C’est ce qui advient dans «L’important c’est d’aimer», mais le tempo ne se délite jamais et Zulawski tient son récit et sa mise en scène, impressionnants, jusqu’à la dernière image de son film qui renvoie d’ailleurs à la première. Une femme enlace son amant ensanglanté pour lui dire qu’elle l’aime. Sauf que la première fois la femme, une actrice qui végète dans des petits rôles, n’arrive pas à prononcer correctement son texte, humiliée sur un tournage de série Z porno. Dans le plan final le vrai sang remplacera l’hémoglobine de cinéma, la vérité des sentiments balaiera tous les artifices et la boue charriés par le film.
«L’important c’est d’aimer» est l’histoire de la rencontre entre cette actrice à la dérive, Nadine, et Servais un jeune photographe qui évolue dans la fange de la prostitution et du gangstérisme, contraint de travailler pour un caïd habitué aux trafics les plus ignobles. Le photographe, fasciné par Nadine, va tenter de l’aider à son insu en la faisant enrôler dans une compagnie théâtrale qui monte Richard III.
Deux anges déchus pour un amour impossible – Nadine est mariée à un cinéphile clownesque et dépressif, qui finira par se suicider de la plus horrible manière. «L’important c’est d’aimer» est lointainement adapté d’un roman de Christopher Frank intitulé La nuit américaine.

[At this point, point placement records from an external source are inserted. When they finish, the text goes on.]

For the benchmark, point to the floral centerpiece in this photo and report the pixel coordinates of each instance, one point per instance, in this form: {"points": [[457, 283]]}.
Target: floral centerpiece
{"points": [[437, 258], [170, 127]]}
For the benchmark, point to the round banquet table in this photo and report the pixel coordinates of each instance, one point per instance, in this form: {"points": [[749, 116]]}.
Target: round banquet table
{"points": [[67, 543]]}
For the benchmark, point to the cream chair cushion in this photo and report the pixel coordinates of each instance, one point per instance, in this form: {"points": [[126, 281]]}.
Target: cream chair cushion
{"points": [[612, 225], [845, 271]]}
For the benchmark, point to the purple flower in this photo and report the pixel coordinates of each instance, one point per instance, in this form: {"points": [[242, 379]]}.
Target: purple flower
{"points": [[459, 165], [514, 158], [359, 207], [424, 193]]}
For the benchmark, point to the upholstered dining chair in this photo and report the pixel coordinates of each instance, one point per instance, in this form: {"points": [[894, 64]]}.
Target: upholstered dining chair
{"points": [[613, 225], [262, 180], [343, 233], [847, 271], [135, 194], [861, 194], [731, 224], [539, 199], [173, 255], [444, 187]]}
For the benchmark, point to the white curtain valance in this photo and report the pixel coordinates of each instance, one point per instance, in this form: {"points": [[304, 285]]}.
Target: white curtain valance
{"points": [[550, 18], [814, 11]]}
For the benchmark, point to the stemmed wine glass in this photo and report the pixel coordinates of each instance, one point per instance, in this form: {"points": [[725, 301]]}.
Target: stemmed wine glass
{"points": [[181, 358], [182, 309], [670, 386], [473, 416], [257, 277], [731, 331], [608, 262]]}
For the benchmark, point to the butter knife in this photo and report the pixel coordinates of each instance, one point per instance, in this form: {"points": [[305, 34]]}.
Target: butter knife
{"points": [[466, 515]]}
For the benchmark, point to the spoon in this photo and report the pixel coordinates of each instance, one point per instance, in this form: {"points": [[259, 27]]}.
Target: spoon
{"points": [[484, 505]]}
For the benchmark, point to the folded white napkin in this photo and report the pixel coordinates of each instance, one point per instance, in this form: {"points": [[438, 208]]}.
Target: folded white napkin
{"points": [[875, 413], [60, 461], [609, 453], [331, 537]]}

Zulawski a très vite pris de nombreuses libertés avec le livre pour imposer son romantisme noir, tourmenté, slave. Le film est hanté par des monstres, épaves et créatures désaxés qui évoluent dans un Paris sordide et fantomatique. La mise en scène nerveuse est portée par le lyrisme de la musique de George Delerue.
«L’important c’est d’aimer» (titre que Zulawski détestait) aurait pu s’appeler Le Mépris, pas seulement à cause de son compositeur. Zulawski filme la difficulté d’aimer, de vivre en couple, la souffrance, les blessures du cœur et de l’âme, la corruption généralisée et les désillusions de personnages. Le cinéma baroque et maniériste de Zulawski, transposé en France, rejoint une certaine tradition du réalisme poétique ou du pessimisme radical de l’après-guerre, du côté de Carné, Clouzot et Allégret. Ses voyous, alcooliques, cabots ou putains appartiennent au folklore du cinéma français, secoué au shaker de l’ultraviolence des années 70. Romy Schneider, bouleversante, trouve dans «L’important c’est d’aimer» un des plus beaux rôles de sa carrière, bien entourée par Jacques Dutronc, Fabio Testi et Klaus Kinski, ces deux derniers habitués aux westerns, films d’action ou d’horreur transalpins apportant un charme « bis » appréciable au mélodrame plein de sang et de larmes de Zulawski.